Exciting results from an immunotherapy trial of patients with advanced blood cancers were announced during the American Association for the Advancement of Science Annual Meeting in Washington, DC.
Exciting results from an immunotherapy trial of patients with advanced blood cancers were announced during the American Association for the Advancement of Science Annual Meeting in Washington, DC. Stanley Riddell, MD, lead immunotherapy researcher and oncologist from Fred Hutchinson Cancer Research Center, shared the results as an update on new adoptive T-cell therapies.
The trial was designed to test the safety of an experimental immunotherapy in which a patient’s own T cells are reprogrammed. Reprogramming involves genetically engineering the T cells with synthetic molecules called chimeric antigen receptors (CAR), which help to target and destroy tumor cells. Clinical trial participants included patients with acute lymphoblastic leukemia (ALL), non-Hodgkin lymphoma (NHL), and chronic lymphocytic leukemia (CLL).
Twenty-seven out of 29 patients with ALL received a “living” immunotherapy treatment as part of one arm of the clinical trial and showed no trace of disease in their bone marrow following the infusions. Nineteen out of 30 patients with NHL experienced partial or complete responses. During his presentation, Dr. Riddell showed examples of patients whose tumors disappeared from imaging scans within weeks of the infusion, literally pounds of tumors-gone.
The patients in this small study experienced sustained remissions, according to preliminary results of the ongoing study. Some of the patients in the trial, which began in 2013, were not expected to survive for more than a few months because their disease had relapsed or became resistant to other treatments, said Dr. Riddell. Today, there is no sign of disease in these patients.
But, Dr. Riddell cautioned in a Fred Hutch news release, “Much like chemotherapy and radiotherapy, it’s not going to be a save-all.” Some patients may require additional or different treatments.
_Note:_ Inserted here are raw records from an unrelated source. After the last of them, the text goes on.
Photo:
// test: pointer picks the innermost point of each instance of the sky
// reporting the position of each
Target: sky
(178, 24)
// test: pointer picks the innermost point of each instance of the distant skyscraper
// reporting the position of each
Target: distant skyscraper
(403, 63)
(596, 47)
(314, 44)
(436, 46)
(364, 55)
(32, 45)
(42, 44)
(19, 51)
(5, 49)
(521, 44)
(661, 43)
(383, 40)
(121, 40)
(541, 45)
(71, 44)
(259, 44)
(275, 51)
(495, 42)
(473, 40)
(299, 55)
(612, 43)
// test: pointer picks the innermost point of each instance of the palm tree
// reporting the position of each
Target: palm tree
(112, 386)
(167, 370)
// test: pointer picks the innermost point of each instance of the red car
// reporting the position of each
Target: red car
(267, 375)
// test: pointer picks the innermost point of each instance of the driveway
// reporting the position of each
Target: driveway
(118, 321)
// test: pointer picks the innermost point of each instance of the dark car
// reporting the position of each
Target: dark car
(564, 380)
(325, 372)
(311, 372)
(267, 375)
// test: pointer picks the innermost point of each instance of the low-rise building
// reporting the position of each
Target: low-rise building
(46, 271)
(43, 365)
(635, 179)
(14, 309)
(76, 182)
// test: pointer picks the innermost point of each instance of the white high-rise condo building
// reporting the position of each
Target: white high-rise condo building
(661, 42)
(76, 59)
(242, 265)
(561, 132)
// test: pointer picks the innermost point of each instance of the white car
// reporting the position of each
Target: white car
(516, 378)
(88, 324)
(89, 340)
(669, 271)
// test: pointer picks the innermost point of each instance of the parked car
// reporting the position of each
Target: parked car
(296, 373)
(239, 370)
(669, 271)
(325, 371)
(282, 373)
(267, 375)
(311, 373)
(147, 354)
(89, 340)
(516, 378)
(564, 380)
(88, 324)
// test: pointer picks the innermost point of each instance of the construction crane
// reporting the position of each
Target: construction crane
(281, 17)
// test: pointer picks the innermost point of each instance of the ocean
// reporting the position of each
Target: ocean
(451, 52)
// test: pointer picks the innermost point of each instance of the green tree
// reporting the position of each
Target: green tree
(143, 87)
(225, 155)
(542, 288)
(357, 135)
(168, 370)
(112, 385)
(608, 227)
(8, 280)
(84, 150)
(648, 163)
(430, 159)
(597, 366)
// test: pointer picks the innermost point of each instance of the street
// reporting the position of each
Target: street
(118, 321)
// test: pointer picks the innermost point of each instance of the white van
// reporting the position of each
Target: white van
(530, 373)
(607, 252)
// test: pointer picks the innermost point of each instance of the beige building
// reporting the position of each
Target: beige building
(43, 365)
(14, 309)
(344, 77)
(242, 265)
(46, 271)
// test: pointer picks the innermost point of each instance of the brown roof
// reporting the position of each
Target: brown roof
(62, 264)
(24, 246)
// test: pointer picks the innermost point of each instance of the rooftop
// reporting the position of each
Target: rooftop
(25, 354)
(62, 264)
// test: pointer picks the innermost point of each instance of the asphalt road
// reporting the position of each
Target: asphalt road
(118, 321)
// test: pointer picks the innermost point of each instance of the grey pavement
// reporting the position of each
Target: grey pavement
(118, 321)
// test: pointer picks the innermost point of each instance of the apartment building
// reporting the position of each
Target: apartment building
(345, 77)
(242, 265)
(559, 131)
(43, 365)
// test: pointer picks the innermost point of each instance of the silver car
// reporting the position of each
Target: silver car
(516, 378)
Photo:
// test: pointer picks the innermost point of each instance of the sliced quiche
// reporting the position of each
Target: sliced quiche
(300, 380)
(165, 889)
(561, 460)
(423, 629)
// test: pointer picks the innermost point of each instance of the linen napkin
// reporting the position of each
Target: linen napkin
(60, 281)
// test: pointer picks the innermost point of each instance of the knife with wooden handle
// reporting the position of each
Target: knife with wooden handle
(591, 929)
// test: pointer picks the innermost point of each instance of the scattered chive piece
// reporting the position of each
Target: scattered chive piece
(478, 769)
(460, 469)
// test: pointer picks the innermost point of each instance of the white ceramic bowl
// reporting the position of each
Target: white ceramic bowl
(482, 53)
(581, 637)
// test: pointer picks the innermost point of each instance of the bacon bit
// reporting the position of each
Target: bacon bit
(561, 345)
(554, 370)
Recently, they revised their CAR T-cell therapy protocols to try to reduce severe side effects such as neurological symptoms and cytokine release syndrome (fevers, nausea, hypotension, and dyspnea)-especially in those patients with the highest tumor burdens. Giving the lowest doses of T cells to the patients with the highest tumor burdens reduced the risks of serious side effects.
Dr. Riddell and his team continue to refine ways to harness the human immune system to overcome cancer and other diseases. Researchers at his lab and other labs at Fred Hutch are developing the next generation of engineered T cells, which are expected to be safer.